SPEAKING OF UNIONS. Massey Energy CEO Don Blankenship, best known for his recent unsuccessful effort to buy the state legislature, testified in Montgomery in a National Labor Relations Board hearing about discrimination against union miners at Cannelton. His hostility to unions is a matter of public record. Check out this Gazette story by Susan Williams if you haven't already.

AND LEST WE FORGET, here's a link to the report on the Massey-owned Aracoma fire that killed two miners last year in Logan County. The report was prepared for Gov. Manchin by J. Davitt McAteer and associates.

GOAT ROPE ADVISORY LEVEL: ELEVATED

February 13, 2007

THE DEVIL IN THE DETAILS, A LITERARY BONUS AND AN ONION


Caption: This is him.

The more you learn about President Bush's proposed federal budget, the less there is to like.

Here is a fairly detailed but still readable analysis from the American Friends Service Committee's
Washington Office.

Here's the intro:

The federal budget is the ultimate embodiment of our nation’s priorities and direction, a roadmap of our shared plans as a society. What will our tax money buy? What are the moral mandates we share? What are our national aspirations today? What are our intentions with regard to future generations?

The Fiscal Year 2008 budget request released by the Administration this week offers a troubling response to these questions. The request seeks the highest level of military spending in two decades – even before supplemental funds for current conflicts in Iraq and Afghanistan are taken into account.

It includes supplemental FY07 war funding for Iraq and Afghanistan that would bring the annual expenditure for those conflicts to a level more than five times higher than the entire State Department budget for the same period. It proposes cuts to essential programs that help children receive health care and elders pay their heating bills, while spending billions for a “virtual fence” on our southern border.


And that's just the intro.



SPEAKING OF THE DEVIL, here's another Brothers Karamazov moment brought to you by Dostoevsky. It involves the retelling of an old Russian folk tale about "a very wicked old woman" who never did a single good deed in all her life.


Her guardian angel was desperate to think of some way to rescue her from the devils who threw her into the lake of fire. He finally told God that he once remembered seeing the old woman pull an onion from her garden and give it to a beggar...


And God said to him: Well, take that onion and hold it out to her in the lake, let her catch hold of it and pull, and if you can pull her out of the lake, let her come to Paradise, but if the onion breaks, then the woman must stay where she is.

Well, the angel held out the onion and told her to pull herself out.

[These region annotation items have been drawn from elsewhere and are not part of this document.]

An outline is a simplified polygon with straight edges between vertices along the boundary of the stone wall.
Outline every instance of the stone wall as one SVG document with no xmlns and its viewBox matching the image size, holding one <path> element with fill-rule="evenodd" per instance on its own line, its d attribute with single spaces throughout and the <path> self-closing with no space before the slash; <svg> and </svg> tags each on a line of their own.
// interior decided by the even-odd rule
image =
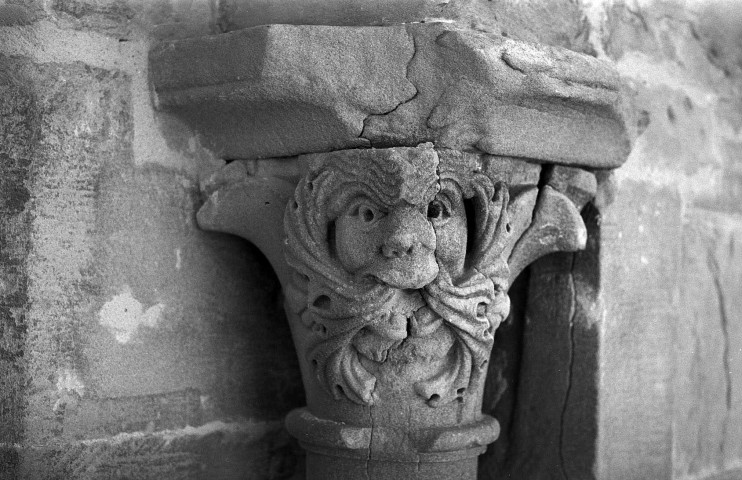
<svg viewBox="0 0 742 480">
<path fill-rule="evenodd" d="M 277 281 L 251 245 L 196 227 L 224 160 L 156 109 L 148 52 L 264 23 L 434 20 L 596 56 L 634 92 L 635 147 L 604 179 L 615 198 L 584 212 L 588 251 L 513 292 L 485 400 L 503 435 L 480 477 L 742 476 L 732 0 L 6 0 L 1 478 L 301 477 Z"/>
</svg>

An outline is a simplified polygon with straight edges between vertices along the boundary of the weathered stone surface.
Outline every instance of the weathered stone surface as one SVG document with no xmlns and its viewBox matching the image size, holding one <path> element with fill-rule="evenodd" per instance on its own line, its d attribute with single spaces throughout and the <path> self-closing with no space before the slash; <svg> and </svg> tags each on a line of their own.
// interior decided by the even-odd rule
<svg viewBox="0 0 742 480">
<path fill-rule="evenodd" d="M 681 204 L 673 190 L 636 180 L 621 181 L 619 191 L 600 221 L 594 469 L 601 479 L 672 478 Z"/>
<path fill-rule="evenodd" d="M 279 273 L 308 402 L 287 428 L 309 477 L 473 475 L 499 430 L 480 407 L 508 265 L 584 247 L 577 208 L 595 177 L 425 144 L 302 156 L 286 198 L 290 183 L 255 175 L 280 161 L 225 166 L 198 218 L 264 248 Z"/>
<path fill-rule="evenodd" d="M 607 64 L 445 24 L 255 27 L 150 59 L 160 106 L 226 157 L 427 141 L 593 168 L 628 154 Z"/>
<path fill-rule="evenodd" d="M 298 406 L 277 282 L 243 241 L 196 228 L 195 179 L 133 164 L 127 76 L 7 58 L 2 72 L 0 477 L 59 475 L 62 445 L 80 439 Z M 110 468 L 177 470 L 137 455 Z M 195 450 L 178 455 L 198 475 Z M 91 458 L 68 460 L 82 475 Z M 255 462 L 235 468 L 269 476 Z"/>
<path fill-rule="evenodd" d="M 363 136 L 372 144 L 433 141 L 592 167 L 615 167 L 628 155 L 620 83 L 607 64 L 443 25 L 409 29 L 416 48 L 409 78 L 418 95 L 366 121 Z"/>
<path fill-rule="evenodd" d="M 20 478 L 289 478 L 295 467 L 280 422 L 212 422 L 29 449 Z"/>
<path fill-rule="evenodd" d="M 675 325 L 674 474 L 721 473 L 742 460 L 742 229 L 694 209 L 683 227 Z"/>
<path fill-rule="evenodd" d="M 271 25 L 166 43 L 151 53 L 159 105 L 225 158 L 369 146 L 364 119 L 415 95 L 404 27 Z"/>
<path fill-rule="evenodd" d="M 4 139 L 0 142 L 0 444 L 13 444 L 22 438 L 28 378 L 24 355 L 31 235 L 27 182 L 38 132 L 34 118 L 39 113 L 27 72 L 2 57 L 0 72 L 0 138 Z"/>
</svg>

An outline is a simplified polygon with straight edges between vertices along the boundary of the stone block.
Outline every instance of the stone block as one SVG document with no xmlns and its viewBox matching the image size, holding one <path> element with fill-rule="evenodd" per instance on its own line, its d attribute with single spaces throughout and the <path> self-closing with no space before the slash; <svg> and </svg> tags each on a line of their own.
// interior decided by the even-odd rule
<svg viewBox="0 0 742 480">
<path fill-rule="evenodd" d="M 618 191 L 600 219 L 594 468 L 600 479 L 670 479 L 681 202 L 672 187 L 638 180 Z"/>
<path fill-rule="evenodd" d="M 364 119 L 415 95 L 412 55 L 402 26 L 272 25 L 165 43 L 150 64 L 161 107 L 222 157 L 259 158 L 370 146 Z"/>
<path fill-rule="evenodd" d="M 160 108 L 227 158 L 432 141 L 610 168 L 629 149 L 607 64 L 444 24 L 254 27 L 165 42 L 150 65 Z"/>
<path fill-rule="evenodd" d="M 736 216 L 706 210 L 687 218 L 673 387 L 679 478 L 742 460 L 742 228 Z"/>
</svg>

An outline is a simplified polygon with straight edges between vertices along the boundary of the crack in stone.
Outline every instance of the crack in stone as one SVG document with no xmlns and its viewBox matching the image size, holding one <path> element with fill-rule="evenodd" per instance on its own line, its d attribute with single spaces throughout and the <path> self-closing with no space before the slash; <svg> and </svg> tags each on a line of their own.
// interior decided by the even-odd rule
<svg viewBox="0 0 742 480">
<path fill-rule="evenodd" d="M 726 436 L 727 428 L 730 420 L 730 413 L 732 410 L 732 375 L 731 367 L 729 364 L 729 317 L 727 315 L 726 305 L 724 302 L 724 290 L 721 286 L 719 277 L 721 276 L 721 269 L 719 263 L 713 257 L 713 254 L 709 252 L 707 257 L 709 270 L 711 270 L 711 277 L 716 290 L 716 298 L 719 302 L 719 321 L 721 323 L 721 335 L 723 337 L 723 348 L 722 348 L 722 365 L 724 367 L 724 381 L 726 384 L 725 402 L 726 402 L 726 414 L 724 416 L 724 423 L 722 424 L 722 436 L 721 444 L 719 448 L 722 454 L 726 449 Z"/>
<path fill-rule="evenodd" d="M 417 85 L 415 85 L 412 82 L 412 80 L 410 80 L 410 68 L 411 68 L 412 62 L 415 60 L 415 57 L 417 56 L 417 52 L 418 52 L 417 43 L 415 41 L 415 37 L 412 34 L 410 34 L 410 32 L 409 32 L 408 29 L 405 29 L 405 34 L 407 35 L 407 38 L 409 38 L 410 43 L 412 44 L 412 56 L 407 61 L 407 66 L 405 67 L 405 80 L 407 80 L 407 82 L 410 85 L 412 85 L 412 88 L 415 89 L 415 93 L 410 98 L 408 98 L 407 100 L 403 100 L 403 101 L 399 102 L 394 108 L 392 108 L 389 111 L 386 111 L 384 113 L 376 113 L 376 114 L 372 114 L 372 115 L 366 116 L 366 118 L 363 120 L 363 127 L 361 128 L 361 133 L 358 134 L 358 138 L 362 138 L 363 140 L 367 140 L 368 143 L 369 143 L 369 145 L 372 148 L 374 147 L 374 142 L 372 142 L 370 138 L 366 138 L 365 137 L 366 126 L 368 125 L 369 119 L 375 118 L 375 117 L 382 117 L 382 116 L 393 114 L 394 112 L 397 111 L 397 109 L 399 109 L 399 107 L 401 107 L 403 105 L 406 105 L 406 104 L 410 103 L 411 101 L 415 100 L 417 98 L 418 94 L 420 93 L 420 90 L 417 88 Z"/>
<path fill-rule="evenodd" d="M 572 254 L 572 265 L 569 269 L 569 290 L 570 290 L 570 311 L 569 311 L 569 366 L 567 367 L 567 390 L 564 393 L 564 403 L 562 412 L 559 416 L 559 467 L 565 480 L 569 479 L 566 467 L 566 458 L 564 456 L 564 437 L 567 416 L 567 406 L 569 397 L 572 392 L 572 370 L 575 361 L 575 317 L 577 316 L 577 288 L 575 286 L 575 260 L 577 254 Z"/>
</svg>

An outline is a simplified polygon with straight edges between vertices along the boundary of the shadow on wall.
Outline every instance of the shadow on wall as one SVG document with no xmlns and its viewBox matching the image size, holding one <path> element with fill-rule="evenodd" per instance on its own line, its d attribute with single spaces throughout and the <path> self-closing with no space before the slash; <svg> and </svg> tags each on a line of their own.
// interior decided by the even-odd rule
<svg viewBox="0 0 742 480">
<path fill-rule="evenodd" d="M 588 244 L 534 262 L 513 283 L 495 336 L 483 411 L 502 428 L 479 478 L 592 478 L 597 438 L 597 209 Z M 539 292 L 531 295 L 530 292 Z"/>
</svg>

And he began pulling her cautiously and was on the point of pulling her out when the other sinners in the lake, seeing that she was being pulled out, began catching hold of her so as to be pulled out with her. But the woman was terribly wicked and she began kicking them. 'It's me who's being pulled out,' she said, 'and not you. It's my onion, not yours.'

You can probably guess the end. The onion broke and she fell back in.


Moral of the story: methinks the big boys need to do a better job of sharing the onions and stop kicking people down. The rest of us probably should too.